Unicode 3.2 comments - part 1

From: David Hopwood (david.hopwood@zetnet.co.uk)
Date: Fri Jan 25 2002 - 03:51:34 EST


-----BEGIN PGP SIGNED MESSAGE-----

Grapheme breaking

  There are two errors in the grapheme breaking rules:

  1. In the rule to prevent breaking CRLF, 'not CR' is used instead
     of 'CR'.
  2. There are no rules for "Extend × Extend" and "Extend × Link".
     That would cause breaks within combining sequences, and between a
     combining sequence and GRAPHEME JOINER, for example.

  Here is a minimally corrected version of the existing rules:

                CR × LF

              Base × Extend
            Extend × Extend
              Link × Base
              Link × Join_Control Base
              Base × Link
            Extend × Link

                 L × (L / V / LV / LVT)
          (LV / V) × (V / T)
         (LVT / T) × T

               Any ÷

  [6 of these rules can alternatively be written as:

   (Base / Extend) × (Extend / Link)
              Link × [Join_Control] Base
  ]

  However, I suggest using the following rules instead, where
  Precede = Join_Control:

                CR × LF

           Precede × Precede
           Precede × Base
              Base × Extend
            Extend × Extend
              Link × Precede
              Link × Base
              Base × Link
            Extend × Link

                 L × (L / V / LV / LVT)
          (LV / V) × (V / T)
         (LVT / T) × T

               Any ÷

  [8 of these rules can alternatively be written as:

   (Base / Extend) × (Extend / Link)
  (Link / Precede) × (Precede / Base)

  Note that the "Link × Join_Control Base" rule is implemented instead
  by "Link × Precede" and "Precede × Base". This has the side effect
  that more than one Join_Control can appear between the Link and Base,
  but that should make no practical difference.]

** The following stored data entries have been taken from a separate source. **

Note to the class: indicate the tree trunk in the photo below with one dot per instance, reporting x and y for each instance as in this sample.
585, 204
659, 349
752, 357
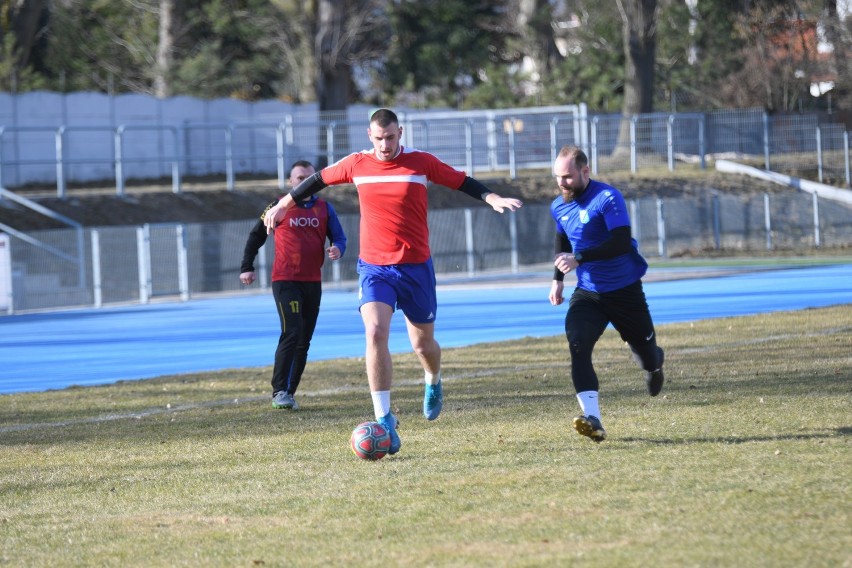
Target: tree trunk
639, 27
26, 18
165, 50
334, 74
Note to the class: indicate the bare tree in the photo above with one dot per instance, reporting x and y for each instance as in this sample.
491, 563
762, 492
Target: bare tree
21, 25
165, 49
347, 32
535, 24
639, 30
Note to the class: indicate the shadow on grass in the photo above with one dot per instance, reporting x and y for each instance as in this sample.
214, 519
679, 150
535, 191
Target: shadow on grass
842, 431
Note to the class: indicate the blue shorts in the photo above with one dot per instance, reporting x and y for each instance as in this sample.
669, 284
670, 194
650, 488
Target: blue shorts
411, 287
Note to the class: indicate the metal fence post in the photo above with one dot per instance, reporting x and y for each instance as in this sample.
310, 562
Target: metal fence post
594, 142
670, 141
279, 156
634, 220
60, 165
633, 159
263, 277
513, 240
554, 123
329, 142
513, 172
119, 163
717, 223
183, 262
766, 141
468, 146
97, 284
819, 153
816, 220
229, 157
468, 241
143, 259
767, 221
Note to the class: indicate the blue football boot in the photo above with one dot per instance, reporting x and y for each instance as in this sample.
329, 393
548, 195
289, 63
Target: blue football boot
389, 421
433, 401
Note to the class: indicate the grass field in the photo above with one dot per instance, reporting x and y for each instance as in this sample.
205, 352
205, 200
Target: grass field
743, 460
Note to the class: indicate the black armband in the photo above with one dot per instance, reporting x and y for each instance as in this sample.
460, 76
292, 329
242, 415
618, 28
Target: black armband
308, 187
618, 243
474, 188
561, 245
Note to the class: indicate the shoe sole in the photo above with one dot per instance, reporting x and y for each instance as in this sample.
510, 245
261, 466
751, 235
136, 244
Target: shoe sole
396, 442
431, 412
656, 378
585, 428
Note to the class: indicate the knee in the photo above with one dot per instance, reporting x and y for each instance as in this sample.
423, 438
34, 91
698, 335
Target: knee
426, 347
376, 334
580, 344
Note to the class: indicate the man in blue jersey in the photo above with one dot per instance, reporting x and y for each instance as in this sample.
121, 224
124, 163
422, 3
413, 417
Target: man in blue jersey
593, 238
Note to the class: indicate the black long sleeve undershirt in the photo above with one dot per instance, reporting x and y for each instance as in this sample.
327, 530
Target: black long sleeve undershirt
474, 188
618, 243
308, 187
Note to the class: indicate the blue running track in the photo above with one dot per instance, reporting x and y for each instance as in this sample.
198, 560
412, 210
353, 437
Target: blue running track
54, 350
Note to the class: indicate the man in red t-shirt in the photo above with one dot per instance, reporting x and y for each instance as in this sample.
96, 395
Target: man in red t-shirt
296, 279
395, 263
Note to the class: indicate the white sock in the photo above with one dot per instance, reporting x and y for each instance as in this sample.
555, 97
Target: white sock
432, 379
589, 403
381, 403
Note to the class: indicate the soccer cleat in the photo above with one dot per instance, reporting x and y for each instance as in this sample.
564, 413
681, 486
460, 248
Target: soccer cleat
433, 401
390, 422
293, 404
282, 399
654, 379
591, 427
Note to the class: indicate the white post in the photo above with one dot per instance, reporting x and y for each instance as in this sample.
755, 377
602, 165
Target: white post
767, 221
468, 238
661, 229
636, 229
97, 285
7, 296
143, 259
513, 240
261, 266
183, 263
816, 221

  There are two differences in behaviour as a result of the modified rules:

   a) a sequence of join controls is considered to belong to the grapheme
      cluster that follows them.
   b) scripts that have characters that combine with the following
      base character, like logical-order encoding of Tengwar, can be
      supported by adding those characters to 'Precede'.

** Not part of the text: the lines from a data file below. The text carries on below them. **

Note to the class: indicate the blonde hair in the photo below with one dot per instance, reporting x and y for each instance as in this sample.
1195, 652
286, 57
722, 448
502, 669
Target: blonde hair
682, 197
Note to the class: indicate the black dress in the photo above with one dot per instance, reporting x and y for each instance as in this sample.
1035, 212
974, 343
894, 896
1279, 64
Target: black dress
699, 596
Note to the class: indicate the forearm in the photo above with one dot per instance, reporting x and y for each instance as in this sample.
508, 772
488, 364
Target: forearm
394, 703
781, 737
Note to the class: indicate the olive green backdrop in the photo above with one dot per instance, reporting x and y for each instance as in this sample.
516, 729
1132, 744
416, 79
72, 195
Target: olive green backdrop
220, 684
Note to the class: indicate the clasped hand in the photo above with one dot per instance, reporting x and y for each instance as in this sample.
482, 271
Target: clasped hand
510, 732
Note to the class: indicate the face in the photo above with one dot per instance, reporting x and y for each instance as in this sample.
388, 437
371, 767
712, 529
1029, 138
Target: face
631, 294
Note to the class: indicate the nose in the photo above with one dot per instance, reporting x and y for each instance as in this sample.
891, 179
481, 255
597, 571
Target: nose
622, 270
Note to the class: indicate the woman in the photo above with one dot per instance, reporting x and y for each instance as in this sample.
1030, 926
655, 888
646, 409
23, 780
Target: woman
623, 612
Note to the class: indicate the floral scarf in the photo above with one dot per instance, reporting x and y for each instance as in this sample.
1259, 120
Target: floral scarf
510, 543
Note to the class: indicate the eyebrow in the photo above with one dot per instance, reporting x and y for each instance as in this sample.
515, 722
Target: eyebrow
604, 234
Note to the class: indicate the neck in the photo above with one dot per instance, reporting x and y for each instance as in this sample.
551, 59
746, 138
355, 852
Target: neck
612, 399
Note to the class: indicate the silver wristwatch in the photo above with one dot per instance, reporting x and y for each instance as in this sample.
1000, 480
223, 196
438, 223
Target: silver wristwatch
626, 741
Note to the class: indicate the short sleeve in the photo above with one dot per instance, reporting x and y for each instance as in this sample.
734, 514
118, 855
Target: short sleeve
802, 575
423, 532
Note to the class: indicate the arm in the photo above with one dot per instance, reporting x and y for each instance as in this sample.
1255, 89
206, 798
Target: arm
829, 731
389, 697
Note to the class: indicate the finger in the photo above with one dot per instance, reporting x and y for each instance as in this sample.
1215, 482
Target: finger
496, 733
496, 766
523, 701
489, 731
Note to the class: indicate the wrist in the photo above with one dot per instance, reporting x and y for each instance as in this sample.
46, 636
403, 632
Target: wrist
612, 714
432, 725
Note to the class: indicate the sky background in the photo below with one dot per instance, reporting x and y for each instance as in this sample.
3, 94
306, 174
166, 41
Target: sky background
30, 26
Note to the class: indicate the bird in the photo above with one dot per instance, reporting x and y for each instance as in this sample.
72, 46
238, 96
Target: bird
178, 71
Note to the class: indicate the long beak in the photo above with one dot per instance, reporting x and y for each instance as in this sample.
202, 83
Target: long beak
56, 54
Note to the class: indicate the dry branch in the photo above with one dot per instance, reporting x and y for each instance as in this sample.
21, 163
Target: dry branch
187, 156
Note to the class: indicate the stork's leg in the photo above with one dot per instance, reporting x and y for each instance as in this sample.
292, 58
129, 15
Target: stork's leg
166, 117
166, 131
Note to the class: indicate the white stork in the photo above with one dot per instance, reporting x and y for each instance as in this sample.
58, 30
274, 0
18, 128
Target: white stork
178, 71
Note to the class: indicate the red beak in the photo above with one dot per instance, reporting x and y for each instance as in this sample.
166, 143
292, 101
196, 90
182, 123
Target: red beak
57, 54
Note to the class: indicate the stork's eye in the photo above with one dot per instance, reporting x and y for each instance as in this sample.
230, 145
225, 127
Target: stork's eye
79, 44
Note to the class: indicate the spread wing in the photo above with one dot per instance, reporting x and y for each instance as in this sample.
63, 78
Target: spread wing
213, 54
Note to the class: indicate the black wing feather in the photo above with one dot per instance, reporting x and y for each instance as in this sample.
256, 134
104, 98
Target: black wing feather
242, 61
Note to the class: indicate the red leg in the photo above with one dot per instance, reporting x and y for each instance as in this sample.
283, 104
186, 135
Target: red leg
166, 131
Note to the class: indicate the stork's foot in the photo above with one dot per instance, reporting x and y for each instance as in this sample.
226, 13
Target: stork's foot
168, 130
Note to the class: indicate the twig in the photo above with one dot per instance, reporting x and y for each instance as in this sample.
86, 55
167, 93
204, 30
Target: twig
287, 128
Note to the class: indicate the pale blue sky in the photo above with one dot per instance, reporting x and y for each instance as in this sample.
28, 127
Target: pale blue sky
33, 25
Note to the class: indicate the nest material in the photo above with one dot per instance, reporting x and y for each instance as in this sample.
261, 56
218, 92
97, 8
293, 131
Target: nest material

  a) means that there are no 'invisible' grapheme clusters as a result
  of join controls. This means that additional arrow keystrokes are not
  needed to step over join controls, and that join controls are
  deleted when the grapheme that follows them is deleted.

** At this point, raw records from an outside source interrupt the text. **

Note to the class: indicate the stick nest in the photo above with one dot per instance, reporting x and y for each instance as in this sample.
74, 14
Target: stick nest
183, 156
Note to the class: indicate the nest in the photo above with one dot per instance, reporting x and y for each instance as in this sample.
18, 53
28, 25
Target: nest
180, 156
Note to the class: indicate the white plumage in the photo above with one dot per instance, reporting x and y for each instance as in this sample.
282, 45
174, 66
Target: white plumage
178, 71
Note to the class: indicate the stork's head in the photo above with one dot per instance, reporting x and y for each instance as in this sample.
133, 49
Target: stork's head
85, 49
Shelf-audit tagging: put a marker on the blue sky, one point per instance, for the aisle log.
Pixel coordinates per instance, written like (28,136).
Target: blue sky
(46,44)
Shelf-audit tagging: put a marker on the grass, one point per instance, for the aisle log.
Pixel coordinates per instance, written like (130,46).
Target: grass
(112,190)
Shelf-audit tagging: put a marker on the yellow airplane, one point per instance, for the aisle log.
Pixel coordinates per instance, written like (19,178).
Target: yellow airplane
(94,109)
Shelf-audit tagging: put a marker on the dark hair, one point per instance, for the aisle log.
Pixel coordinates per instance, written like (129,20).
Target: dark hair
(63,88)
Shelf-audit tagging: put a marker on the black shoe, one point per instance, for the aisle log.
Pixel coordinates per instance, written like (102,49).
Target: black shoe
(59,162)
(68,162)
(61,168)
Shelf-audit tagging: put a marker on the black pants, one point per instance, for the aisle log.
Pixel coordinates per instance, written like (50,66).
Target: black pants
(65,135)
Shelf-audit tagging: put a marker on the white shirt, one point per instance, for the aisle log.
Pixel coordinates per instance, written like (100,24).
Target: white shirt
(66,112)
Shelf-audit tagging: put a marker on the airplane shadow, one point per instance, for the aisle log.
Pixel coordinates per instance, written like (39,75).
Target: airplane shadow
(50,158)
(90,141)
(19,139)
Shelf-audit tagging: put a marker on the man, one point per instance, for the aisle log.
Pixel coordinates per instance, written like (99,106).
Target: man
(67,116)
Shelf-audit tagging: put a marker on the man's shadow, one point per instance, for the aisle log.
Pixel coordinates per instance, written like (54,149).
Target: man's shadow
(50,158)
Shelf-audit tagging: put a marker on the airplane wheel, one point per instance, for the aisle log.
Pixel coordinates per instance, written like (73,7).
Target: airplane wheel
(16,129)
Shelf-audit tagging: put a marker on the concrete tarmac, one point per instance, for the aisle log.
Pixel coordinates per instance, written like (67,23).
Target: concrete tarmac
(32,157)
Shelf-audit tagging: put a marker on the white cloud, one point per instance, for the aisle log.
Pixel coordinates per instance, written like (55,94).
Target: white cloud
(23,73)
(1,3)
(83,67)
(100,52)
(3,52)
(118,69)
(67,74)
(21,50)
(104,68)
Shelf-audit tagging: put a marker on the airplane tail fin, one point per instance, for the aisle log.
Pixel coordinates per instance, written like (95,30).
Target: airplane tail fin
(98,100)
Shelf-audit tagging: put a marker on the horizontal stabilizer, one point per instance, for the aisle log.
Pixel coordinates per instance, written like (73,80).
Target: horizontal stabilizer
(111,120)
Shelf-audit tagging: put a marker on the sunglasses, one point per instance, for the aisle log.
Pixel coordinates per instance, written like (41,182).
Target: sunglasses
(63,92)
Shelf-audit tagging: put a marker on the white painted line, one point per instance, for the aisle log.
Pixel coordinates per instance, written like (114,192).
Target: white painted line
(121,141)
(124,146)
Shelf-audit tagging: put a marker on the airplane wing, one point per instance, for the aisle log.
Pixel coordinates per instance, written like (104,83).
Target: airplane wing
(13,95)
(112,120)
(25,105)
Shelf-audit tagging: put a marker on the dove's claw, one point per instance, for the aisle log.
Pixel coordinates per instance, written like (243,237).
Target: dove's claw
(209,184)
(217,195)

  (Of course, an editor could have a mode that makes normally invisible
  controls visible; in that case they would be treated like base characters
  for grapheme breaking.)

  There can still be invisible grapheme clusters as a result of other
  characters in the set 'Default_Ignorable_Code_Point'; those should
  all be looked at more closely, to see whether it would be better to
  put some of them in the Extend or Precede categories.

  For example, when language tagging is used, it makes no sense to treat
  each tag character as an invisible grapheme, so the tag characters
  should probably be in 'Precede' (since the apply to, and should be
  deleted with, the text that follows them).

Grapheme breaking for variation selectors

  The Mongolian and generic variation selectors are not listed in
  Grapheme_Extend, in DerivedCoreProperties-3.2.0d4.txt.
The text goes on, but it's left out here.